Maybe that's my conclusion about my five years in Sweden. I didn't know it until I finished writing this post. But that's it, no doubt. 




My epilogue is this, a quote from, haha, myself, from my graduation speech I gave in Lund. Because I still believe these words, but it has been a battle to believe. Good that I didn't know then just how much they would apply to me.

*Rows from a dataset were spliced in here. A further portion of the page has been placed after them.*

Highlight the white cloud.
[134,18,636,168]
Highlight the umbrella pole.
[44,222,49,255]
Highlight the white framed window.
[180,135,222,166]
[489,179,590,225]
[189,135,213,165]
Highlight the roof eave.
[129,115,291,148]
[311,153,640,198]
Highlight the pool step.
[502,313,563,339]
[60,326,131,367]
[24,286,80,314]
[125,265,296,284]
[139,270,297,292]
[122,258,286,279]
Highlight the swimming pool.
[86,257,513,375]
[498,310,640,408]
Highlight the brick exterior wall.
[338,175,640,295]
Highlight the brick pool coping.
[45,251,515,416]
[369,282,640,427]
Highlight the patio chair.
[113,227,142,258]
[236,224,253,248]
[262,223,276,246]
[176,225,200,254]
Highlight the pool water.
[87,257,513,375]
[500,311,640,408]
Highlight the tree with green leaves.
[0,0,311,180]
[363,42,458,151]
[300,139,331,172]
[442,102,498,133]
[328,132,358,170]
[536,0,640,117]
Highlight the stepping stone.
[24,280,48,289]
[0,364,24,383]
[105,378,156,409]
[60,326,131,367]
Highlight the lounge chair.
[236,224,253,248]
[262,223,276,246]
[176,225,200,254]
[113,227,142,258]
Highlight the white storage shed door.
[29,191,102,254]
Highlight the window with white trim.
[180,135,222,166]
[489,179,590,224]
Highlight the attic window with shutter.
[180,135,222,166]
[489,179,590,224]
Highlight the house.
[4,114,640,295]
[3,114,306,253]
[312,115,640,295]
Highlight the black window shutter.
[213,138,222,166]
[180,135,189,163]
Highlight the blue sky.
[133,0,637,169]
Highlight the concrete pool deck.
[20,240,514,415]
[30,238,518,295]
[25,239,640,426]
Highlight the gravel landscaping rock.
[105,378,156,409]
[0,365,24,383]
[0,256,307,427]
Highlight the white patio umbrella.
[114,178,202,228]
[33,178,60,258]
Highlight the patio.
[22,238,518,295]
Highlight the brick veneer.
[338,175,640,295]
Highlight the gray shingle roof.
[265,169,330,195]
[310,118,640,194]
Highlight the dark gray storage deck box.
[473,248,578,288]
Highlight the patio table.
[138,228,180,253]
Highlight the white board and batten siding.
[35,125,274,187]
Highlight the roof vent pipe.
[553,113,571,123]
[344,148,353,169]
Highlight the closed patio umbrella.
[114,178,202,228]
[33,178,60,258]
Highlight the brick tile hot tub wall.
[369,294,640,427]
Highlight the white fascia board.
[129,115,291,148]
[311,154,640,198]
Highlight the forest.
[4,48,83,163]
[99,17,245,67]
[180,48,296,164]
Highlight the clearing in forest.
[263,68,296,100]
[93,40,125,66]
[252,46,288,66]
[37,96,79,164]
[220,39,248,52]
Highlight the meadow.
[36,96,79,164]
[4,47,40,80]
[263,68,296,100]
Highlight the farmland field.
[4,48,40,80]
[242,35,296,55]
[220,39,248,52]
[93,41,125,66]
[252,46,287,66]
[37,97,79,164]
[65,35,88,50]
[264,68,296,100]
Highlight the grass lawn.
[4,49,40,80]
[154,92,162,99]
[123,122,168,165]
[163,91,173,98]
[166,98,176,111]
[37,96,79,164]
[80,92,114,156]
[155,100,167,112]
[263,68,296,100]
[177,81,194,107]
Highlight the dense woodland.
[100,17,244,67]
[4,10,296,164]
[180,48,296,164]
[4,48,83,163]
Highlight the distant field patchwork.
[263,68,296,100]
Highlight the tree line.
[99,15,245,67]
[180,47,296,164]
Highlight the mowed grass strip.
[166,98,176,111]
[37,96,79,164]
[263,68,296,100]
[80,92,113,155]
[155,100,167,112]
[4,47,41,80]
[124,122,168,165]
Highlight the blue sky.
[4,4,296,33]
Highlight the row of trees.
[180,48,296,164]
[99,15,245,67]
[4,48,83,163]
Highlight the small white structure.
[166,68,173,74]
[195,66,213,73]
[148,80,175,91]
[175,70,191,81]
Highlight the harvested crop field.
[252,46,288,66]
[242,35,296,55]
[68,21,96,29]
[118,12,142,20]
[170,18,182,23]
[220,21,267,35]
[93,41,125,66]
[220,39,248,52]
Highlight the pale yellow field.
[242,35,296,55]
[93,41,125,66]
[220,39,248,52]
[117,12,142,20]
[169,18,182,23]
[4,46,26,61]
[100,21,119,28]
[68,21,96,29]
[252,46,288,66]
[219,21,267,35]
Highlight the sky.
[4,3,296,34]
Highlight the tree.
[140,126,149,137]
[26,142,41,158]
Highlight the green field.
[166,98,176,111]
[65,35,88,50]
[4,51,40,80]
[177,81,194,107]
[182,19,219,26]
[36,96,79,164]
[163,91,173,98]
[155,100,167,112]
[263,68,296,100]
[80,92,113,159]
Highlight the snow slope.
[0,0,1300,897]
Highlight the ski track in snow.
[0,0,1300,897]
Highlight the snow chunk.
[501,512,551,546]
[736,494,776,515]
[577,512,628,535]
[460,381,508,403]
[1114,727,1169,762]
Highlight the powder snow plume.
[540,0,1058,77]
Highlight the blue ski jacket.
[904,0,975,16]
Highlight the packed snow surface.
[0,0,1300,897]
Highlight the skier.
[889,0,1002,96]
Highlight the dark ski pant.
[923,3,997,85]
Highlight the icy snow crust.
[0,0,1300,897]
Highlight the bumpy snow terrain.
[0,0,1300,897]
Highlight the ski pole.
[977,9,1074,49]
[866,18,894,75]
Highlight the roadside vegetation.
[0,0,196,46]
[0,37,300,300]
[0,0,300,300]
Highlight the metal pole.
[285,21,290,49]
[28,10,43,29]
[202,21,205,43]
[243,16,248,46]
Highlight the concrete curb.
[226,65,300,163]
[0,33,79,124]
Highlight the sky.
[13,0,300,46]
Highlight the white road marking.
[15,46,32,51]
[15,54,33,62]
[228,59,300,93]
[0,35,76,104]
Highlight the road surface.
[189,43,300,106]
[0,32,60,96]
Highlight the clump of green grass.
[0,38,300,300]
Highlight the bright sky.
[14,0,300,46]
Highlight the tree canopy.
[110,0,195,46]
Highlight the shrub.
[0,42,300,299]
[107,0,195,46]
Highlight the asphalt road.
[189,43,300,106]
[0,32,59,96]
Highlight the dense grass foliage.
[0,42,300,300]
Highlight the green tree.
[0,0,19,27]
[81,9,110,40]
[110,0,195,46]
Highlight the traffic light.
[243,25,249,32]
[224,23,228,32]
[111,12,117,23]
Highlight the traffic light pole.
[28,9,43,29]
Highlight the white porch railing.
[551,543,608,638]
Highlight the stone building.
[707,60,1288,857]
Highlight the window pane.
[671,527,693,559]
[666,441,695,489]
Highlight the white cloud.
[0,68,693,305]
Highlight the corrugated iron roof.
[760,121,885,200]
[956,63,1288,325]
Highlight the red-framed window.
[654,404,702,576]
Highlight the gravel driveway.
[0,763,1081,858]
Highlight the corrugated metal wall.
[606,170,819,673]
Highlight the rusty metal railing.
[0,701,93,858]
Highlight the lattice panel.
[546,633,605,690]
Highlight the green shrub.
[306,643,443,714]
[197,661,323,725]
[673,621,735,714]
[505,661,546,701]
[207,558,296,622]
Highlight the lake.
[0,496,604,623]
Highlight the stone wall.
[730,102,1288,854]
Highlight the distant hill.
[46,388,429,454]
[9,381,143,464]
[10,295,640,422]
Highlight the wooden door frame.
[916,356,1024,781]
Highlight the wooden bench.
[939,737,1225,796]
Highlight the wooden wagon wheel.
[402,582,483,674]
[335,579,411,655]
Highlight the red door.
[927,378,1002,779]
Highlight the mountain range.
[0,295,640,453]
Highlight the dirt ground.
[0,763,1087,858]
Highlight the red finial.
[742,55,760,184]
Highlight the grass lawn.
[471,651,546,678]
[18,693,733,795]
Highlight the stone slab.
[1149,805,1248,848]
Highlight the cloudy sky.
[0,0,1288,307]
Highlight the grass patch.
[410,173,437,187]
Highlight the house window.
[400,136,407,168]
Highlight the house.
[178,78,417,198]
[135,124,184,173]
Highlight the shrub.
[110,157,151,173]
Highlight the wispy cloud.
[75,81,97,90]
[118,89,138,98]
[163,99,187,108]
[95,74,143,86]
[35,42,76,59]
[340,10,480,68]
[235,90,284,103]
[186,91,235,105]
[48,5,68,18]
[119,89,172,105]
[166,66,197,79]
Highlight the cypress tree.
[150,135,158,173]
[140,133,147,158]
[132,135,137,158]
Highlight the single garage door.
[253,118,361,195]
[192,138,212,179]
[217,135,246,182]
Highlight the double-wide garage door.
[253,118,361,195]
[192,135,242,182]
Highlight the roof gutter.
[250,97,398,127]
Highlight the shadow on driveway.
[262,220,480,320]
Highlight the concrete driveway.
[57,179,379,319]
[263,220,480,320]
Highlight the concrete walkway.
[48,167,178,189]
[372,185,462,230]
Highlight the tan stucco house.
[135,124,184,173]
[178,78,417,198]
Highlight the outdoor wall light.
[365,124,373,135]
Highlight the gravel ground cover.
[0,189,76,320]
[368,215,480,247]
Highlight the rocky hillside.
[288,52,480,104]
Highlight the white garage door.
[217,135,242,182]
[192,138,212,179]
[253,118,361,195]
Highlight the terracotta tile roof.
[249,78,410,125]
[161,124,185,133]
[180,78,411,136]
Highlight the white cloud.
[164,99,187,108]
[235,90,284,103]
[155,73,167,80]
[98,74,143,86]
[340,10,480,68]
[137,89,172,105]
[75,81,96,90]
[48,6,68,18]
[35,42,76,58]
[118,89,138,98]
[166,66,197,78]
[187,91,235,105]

"Let’s not live by accident, or by reaction. Let’s live intentionally, proactively, turning our moments into more than just a collection of photos and into a narrative that has a purpose. Treat people right. Make thoughtful choices. Get to know yourself. Turn your ‘what ifs’ into ‘why nots’. Things won’t always go our way, and things will get messy. But what kind of a story is a perfectly ordered, tidy, and neat one? I don't thing it’s one where you grow very much."


Comments

Patricia said…
So glad you're back on your blog!
It's humbling how you opened your soul so wide to share with us. Thank you. I really love this.
Nicole said…
Thanks for sharing all this Corinne! I love hearing about your adventures over there :-)
Anonymous said…
Gustavo Woltmann thinks that this is great blog! - Gustavo Woltmann
Unknown said…
Hi Corinne, really cool blog! I bumped into it after doing web-search for info on Stockholm - applied for a job there, and really hope to get it and move from NY. Any chance to chat with you and ask a few questions? I'd appreciate that! Thanks! Muzaffar
Jim said…
Your writing really resonates with me! It’d be an honor to have first date filled both with deep authentic communication and humor :) Det är väldigt imponerande det du gjort att åka själv och bosätta sig i ett nytt land och en ny kultur!
Amanda said…
Hi Corinne. I really enjoy your blog posts and your perspective on living in Sweden. As a black woman from America I really appreciated your post on power, privilege, and prejudice in Sweden. I am interested in obtaining my Master's degree in Sweden. I am currently working in the legal field and may pursue law school, although I am also interested in public health/health policy as I obtained a Public Health minor in college. If you ever have the time I would love to speak with you more through e-mail about how and why you decided to study and settle in Sweden, what it was like finding a job, culture shock, etc. For example, did you always know that you wanted to study in Sweden? Are there certain industries in Sweden that are more viable for foreigners (such as health, law, and technology)? Did you have to adjust to the cost of living? If you ever move back to the US will your degree be valid? If possible I would love to hear from you.